His first fuck had occurred on his sixteenth birthday, and that had been the last time he hadn’t used a rubber. Even with Flora, his one long-term relationship—and she had been on the pill—he’d always suited up. It had been a bone of contention between them.
Susie was just another woman. There was nothing special about her.
Crap. Who was he kidding?
From the second he’d spied her, some part of him had known but refused to acknowledge that Susie Elizabeth White was no throwaway. Nope, she was a keeper. And damned if the ancients hadn’t been fricking right about mates and mate-recognition. It happened in the snap of a finger, in the blink of an eye, in the first glimpse of a fat, pink nipple.
No more internal palavering.
He might have been a total skeptic about the wolf-mate shtick, but he’d just become a believer.
He’d found his mate.
Jesus.
And that subconscious recognition had fueled another intuitive primitive craving—the fierce urge to procreate. Total selfishness on his part and his gut told him Susie’d be liable to brain him when he confessed to not using a rubber.

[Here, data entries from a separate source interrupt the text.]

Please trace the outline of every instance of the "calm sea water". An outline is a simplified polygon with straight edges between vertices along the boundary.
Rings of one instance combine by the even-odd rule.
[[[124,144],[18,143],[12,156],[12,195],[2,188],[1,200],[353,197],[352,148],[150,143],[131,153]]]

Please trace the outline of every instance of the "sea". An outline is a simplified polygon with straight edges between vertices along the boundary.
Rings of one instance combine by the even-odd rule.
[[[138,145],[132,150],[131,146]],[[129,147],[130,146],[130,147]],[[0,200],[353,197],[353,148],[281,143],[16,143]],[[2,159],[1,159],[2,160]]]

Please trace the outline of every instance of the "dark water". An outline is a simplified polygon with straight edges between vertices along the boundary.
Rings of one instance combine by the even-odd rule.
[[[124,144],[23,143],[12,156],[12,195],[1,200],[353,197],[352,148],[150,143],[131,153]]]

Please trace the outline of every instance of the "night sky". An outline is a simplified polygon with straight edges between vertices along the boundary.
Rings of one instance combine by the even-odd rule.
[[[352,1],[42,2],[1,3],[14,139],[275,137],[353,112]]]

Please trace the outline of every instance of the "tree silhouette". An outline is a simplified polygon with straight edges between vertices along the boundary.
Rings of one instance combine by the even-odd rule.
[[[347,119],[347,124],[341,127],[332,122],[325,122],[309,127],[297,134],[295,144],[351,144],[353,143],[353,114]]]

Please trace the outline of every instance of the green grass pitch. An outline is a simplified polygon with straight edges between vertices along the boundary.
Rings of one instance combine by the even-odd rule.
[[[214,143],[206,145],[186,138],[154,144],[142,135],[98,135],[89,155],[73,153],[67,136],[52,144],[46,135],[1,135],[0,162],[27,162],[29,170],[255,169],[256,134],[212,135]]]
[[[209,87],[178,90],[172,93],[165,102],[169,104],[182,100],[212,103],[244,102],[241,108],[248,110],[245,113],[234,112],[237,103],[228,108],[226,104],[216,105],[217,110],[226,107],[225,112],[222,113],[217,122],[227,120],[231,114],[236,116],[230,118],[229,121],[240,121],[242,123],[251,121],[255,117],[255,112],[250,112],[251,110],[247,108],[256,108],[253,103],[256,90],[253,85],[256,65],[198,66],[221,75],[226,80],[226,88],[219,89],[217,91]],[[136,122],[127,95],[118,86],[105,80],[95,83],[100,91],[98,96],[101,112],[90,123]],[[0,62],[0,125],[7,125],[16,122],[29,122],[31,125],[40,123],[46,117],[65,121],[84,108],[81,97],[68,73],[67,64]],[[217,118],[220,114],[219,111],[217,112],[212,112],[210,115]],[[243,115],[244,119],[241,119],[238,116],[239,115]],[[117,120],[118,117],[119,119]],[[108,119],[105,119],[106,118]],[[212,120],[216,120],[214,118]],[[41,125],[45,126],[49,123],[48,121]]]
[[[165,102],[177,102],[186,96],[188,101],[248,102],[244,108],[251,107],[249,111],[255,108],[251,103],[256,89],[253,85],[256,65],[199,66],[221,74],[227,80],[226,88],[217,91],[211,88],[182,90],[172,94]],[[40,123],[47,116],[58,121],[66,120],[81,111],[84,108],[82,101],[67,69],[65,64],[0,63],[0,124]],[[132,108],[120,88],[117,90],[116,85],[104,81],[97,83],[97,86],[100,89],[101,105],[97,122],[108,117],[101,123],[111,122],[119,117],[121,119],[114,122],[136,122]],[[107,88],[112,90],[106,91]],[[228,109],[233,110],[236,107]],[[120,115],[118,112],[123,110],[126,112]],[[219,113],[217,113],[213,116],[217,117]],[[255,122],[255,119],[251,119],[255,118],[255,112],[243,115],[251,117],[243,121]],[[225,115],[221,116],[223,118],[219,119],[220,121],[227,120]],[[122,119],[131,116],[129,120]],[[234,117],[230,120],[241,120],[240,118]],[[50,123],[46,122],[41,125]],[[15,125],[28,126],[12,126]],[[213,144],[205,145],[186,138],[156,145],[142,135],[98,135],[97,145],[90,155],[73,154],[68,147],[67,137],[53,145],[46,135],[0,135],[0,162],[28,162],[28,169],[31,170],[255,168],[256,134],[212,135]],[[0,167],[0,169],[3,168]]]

Years ago he’d accepted his half-breed status. Sure, his unnatural strength, speed, and heightened senses gave him a significant edge over normal males. Even the ex-SEALs he worked with were in awe of his skills, but he couldn’t shift like a full wolf. So he’d always assumed only true wolves had mate instincts. No way could he rationalize his overwhelming possessiveness for this woman from the very first second their eyes met.
How to make this work? Tell her everything up front? Yeah. He grimaced as he imagined her reaction to the words, Babe, I’m a wolf. My eyes glow in the dark. I run fast enough to be a blur to most humans, and I can literally tear a man apart.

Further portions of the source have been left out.